Au cœur de cette communication : l’engagement ferme de l’État à respecter les « droits légitimes » des habitants affectés par les opérations d’aménagement en cours. Le porte-parole a rappelé que les travaux entrepris dans cette zone s’inscrivent dans un vaste programme de modernisation urbaine, comprenant notamment la construction du Boulevard de la Transition, d’une cité administrative, ainsi que l’aménagement du bassin versant Sainte-Marie – Awondo. Des projets d’envergure qui visent à réduire les risques d’inondation, fluidifier la circulation, et revaloriser le cadre de vie dans la capitale.
Mais face aux critiques et à l’émotion suscitée par les déguerpissements, le message principal de la Présidence se veut apaisant et responsable. « Les services compétents sont à l’œuvre pour faire en sorte que les droits légitimes des compatriotes impactés soient pris en compte tout au long du processus en cours », a déclaré M. Nzame Biyoghe dans un ton solennel.
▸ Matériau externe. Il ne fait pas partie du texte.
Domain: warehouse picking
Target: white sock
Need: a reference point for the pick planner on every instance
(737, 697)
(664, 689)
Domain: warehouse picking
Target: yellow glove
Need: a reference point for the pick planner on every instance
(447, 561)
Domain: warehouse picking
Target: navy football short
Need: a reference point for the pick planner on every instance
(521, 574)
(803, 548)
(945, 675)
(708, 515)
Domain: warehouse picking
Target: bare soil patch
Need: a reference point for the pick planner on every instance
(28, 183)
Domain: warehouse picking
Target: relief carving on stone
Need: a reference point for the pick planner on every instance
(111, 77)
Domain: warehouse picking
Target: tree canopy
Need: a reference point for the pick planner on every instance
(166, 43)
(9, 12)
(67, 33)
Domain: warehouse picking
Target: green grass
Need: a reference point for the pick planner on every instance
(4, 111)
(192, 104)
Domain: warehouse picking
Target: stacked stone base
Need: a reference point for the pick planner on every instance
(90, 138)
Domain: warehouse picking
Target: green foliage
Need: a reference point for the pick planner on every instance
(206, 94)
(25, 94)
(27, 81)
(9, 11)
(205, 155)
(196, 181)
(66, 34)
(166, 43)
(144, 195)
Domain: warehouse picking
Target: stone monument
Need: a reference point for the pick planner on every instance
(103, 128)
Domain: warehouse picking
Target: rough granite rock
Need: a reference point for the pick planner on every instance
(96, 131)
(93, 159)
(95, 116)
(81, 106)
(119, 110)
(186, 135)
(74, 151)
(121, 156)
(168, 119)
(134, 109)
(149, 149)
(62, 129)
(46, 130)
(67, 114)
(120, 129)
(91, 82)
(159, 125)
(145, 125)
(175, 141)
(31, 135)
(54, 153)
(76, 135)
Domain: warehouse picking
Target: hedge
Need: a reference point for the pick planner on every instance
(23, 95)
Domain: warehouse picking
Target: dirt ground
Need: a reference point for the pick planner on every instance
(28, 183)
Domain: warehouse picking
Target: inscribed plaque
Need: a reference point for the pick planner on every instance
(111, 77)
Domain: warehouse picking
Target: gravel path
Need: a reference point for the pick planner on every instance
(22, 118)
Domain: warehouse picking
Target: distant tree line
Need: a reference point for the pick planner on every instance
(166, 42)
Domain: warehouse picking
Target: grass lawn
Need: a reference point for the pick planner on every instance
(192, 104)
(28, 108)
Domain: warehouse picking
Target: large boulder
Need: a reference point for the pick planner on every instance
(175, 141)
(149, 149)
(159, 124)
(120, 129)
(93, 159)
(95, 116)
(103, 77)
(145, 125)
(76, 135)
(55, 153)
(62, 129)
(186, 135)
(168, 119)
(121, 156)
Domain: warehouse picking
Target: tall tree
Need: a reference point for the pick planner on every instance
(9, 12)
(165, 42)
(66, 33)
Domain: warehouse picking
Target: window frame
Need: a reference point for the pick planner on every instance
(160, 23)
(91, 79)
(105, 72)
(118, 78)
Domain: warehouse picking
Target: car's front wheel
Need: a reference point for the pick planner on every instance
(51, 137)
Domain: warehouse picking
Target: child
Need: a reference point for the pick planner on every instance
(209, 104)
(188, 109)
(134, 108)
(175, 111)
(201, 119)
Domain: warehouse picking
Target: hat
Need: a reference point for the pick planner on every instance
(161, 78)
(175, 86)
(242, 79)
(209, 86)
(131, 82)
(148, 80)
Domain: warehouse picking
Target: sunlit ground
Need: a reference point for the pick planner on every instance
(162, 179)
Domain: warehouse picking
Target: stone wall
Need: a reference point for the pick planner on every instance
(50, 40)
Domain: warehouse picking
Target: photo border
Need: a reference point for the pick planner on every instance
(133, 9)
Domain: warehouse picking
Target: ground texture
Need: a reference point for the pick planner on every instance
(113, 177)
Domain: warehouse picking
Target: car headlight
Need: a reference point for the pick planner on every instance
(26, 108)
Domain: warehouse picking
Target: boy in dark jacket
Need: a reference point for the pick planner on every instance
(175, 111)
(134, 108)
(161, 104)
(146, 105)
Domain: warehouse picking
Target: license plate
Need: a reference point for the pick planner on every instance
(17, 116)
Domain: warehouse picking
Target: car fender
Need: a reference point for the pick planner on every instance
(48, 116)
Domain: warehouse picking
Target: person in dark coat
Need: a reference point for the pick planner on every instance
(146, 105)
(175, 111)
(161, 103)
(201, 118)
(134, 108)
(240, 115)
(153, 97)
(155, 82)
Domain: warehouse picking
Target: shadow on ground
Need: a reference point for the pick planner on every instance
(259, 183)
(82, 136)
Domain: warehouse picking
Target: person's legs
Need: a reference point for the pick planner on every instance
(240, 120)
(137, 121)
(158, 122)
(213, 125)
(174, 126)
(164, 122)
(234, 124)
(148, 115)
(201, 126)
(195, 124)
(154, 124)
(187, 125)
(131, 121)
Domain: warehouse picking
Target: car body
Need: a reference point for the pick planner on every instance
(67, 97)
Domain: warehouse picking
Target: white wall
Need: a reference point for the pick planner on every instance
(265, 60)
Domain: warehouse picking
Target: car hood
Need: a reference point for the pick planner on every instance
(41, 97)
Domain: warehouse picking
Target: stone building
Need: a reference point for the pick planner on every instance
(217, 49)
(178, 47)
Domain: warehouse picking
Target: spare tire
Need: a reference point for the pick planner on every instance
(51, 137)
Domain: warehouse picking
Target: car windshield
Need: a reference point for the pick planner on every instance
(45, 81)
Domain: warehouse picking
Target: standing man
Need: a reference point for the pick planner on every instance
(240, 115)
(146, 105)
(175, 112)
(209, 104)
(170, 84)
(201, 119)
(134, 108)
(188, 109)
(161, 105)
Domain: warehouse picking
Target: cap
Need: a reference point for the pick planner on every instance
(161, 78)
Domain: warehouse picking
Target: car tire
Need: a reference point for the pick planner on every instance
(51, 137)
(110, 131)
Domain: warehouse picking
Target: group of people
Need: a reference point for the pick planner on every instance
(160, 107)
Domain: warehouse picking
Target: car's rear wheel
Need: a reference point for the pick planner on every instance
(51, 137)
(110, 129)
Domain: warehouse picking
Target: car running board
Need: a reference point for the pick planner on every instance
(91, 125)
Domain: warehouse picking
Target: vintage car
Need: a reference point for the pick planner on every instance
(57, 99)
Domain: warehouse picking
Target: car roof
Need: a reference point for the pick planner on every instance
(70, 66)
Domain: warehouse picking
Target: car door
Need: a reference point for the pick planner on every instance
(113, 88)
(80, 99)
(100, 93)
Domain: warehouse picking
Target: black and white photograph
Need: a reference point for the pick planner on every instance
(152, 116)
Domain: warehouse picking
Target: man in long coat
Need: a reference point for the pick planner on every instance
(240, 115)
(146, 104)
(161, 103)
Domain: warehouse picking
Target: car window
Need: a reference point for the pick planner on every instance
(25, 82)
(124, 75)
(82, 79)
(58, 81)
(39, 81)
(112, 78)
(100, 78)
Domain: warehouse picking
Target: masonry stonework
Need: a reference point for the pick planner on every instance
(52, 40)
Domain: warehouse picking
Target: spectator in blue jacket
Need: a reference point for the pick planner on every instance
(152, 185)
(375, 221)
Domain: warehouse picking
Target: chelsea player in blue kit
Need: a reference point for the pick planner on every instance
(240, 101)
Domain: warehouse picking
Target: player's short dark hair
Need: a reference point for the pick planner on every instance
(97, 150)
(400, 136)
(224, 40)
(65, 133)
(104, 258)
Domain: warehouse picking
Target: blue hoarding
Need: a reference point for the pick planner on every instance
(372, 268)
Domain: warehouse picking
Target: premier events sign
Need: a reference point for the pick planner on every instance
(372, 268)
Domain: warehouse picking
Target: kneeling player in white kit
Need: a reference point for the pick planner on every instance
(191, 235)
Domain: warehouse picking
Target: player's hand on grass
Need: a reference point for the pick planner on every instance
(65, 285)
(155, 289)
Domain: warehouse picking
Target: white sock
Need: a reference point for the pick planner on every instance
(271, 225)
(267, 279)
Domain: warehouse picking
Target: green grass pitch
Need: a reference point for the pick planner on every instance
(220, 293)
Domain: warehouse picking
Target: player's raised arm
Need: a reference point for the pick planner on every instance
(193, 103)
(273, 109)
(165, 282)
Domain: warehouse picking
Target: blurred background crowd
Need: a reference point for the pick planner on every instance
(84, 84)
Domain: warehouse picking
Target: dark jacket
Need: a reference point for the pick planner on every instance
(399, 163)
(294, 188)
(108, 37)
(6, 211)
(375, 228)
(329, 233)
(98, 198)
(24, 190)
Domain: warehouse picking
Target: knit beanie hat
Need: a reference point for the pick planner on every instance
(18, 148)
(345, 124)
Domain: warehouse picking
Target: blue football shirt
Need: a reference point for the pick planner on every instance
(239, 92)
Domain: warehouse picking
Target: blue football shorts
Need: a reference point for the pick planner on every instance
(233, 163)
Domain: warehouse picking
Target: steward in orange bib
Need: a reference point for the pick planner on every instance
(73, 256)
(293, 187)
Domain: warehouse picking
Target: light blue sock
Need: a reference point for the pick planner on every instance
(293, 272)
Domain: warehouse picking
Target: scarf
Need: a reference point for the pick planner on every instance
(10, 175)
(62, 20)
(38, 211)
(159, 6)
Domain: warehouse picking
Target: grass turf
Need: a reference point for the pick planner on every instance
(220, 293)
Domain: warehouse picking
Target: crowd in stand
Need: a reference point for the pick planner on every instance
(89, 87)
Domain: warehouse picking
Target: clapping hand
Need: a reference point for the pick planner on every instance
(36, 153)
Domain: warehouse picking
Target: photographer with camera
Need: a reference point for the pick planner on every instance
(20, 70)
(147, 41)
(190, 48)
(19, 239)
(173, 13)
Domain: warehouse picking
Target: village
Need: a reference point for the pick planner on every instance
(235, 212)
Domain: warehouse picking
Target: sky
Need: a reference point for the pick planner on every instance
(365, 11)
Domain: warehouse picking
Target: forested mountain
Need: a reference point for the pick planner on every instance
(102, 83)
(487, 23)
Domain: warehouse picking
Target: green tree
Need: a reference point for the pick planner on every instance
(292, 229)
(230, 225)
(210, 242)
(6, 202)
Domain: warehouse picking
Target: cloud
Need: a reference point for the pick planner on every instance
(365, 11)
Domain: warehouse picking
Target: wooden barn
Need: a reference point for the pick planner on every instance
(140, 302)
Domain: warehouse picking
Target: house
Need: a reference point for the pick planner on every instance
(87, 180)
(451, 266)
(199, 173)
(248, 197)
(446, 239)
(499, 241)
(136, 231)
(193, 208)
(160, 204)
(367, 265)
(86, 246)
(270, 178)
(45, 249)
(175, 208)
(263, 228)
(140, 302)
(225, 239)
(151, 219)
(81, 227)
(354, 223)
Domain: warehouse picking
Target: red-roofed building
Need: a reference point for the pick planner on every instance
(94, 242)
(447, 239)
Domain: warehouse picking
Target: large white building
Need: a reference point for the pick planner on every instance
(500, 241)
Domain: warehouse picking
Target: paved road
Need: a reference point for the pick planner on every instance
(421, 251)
Cette déclaration implique notamment que seules les personnes disposant de titres de propriété légaux pourront faire valoir leurs droits, une précision qui vient cadrer l’action gouvernementale tout en soulignant l’importance de l’État de droit dans la gestion du territoire.
Le porte-parole a également assuré que le Président de la République suit personnellement le dossier, avec le souci d’agir avec équité et justice. « Les projets sus-indiqués ne visent en aucun cas à punir, mais plutôt à construire un cadre de vie digne et moderne pour tous », a-t-il insisté.
Cette sortie officielle marque un tournant important dans la gestion publique de l’opération Plaine Orety. Elle traduit la volonté de l’exécutif d’allier transformation urbaine et respect des droits humains, dans un pays où les enjeux d’urbanisme restent sensibles, notamment en matière de relogement et de sécurité foncière.
En se positionnant ainsi, la Présidence espère non seulement désamorcer les tensions, mais aussi restaurer la confiance entre l’État et les citoyens, à l’heure où Libreville entre dans une phase de refondation de son tissu urbain.